Optimizing for SIMD Integer Applications 4
4-33
Note that the output is a packed doubleword. If needed, a pack
instruction can be used to convert the result to 16-bit (thereby matching
the format of the input).
Packed 32*32 Multiply
The PMULUDQ instruction performs an unsigned multiply on the lower
pair of double-word operands within each 64-bit chunk from the two
sources; the full 64-bit result from each multiplication is returned to the
destination register. This instruction is added in both a 64-bit and
128-bit version; the latter performs 2 independent operations, on the low
and high halves of a 128-bit register.
Packed 64-bit Add/Subtract
The PADDQ/PSUBQ instructions add/subtract quad-word operands within
each 64-bit chunk from the two sources; the 64-bit result from each
computation is written to the destination register. Like the integer
ADD/SUB instruction, PADDQ/PSUBQ can operate on either unsigned or
signed (two’s complement notation) integer operands.
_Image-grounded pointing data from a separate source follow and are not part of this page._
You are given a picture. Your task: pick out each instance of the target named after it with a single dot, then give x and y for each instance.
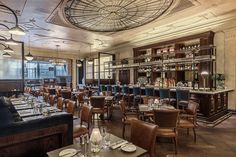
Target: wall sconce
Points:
(14, 30)
(29, 56)
(10, 41)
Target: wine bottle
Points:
(196, 81)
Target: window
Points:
(10, 68)
(46, 70)
(31, 70)
(89, 71)
(104, 64)
(62, 70)
(104, 71)
(43, 69)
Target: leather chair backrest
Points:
(86, 115)
(97, 101)
(80, 97)
(52, 100)
(166, 118)
(46, 97)
(182, 95)
(149, 91)
(125, 89)
(116, 89)
(122, 107)
(60, 102)
(109, 88)
(136, 90)
(192, 108)
(71, 107)
(164, 93)
(147, 141)
(66, 94)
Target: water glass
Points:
(108, 139)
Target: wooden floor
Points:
(219, 141)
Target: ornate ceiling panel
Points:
(114, 15)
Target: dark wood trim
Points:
(209, 34)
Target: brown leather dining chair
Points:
(144, 135)
(127, 117)
(52, 99)
(188, 118)
(71, 107)
(85, 117)
(80, 98)
(60, 102)
(98, 104)
(46, 97)
(166, 121)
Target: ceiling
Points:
(45, 22)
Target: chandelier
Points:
(114, 15)
(57, 61)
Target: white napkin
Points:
(118, 144)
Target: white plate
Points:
(129, 148)
(68, 152)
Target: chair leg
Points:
(194, 133)
(175, 140)
(123, 131)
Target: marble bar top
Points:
(200, 91)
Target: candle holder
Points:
(95, 139)
(204, 74)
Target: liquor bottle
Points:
(196, 81)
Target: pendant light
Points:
(7, 55)
(16, 29)
(29, 56)
(57, 61)
(90, 60)
(8, 49)
(11, 41)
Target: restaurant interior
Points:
(117, 78)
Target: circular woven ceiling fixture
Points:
(114, 15)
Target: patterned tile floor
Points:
(219, 141)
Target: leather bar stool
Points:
(109, 90)
(149, 91)
(125, 93)
(85, 118)
(137, 97)
(167, 124)
(182, 96)
(98, 104)
(116, 92)
(148, 140)
(165, 96)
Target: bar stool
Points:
(98, 104)
(66, 94)
(149, 91)
(102, 88)
(165, 96)
(137, 96)
(116, 92)
(182, 96)
(109, 90)
(125, 93)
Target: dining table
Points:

When an
individual result is too large to be represented in 64-bits, the lower
64-bits of the result are written to the destination operand and therefore
the result wraps around. These instructions are added in both a 64-bit
and 128-bit version; the latter performs 2 independent operations, on the
low and high halves of a 128-bit register.
128-bit Shifts
The pslldq/psrldq instructions shift the first operand to the left/right
by the amount of bytes specified by the immediate operand. The empty
low/high-order bytes are cleared (set to zero). If the value specified by
the immediate operand is greater than 15, then the destination is set to
all zeros.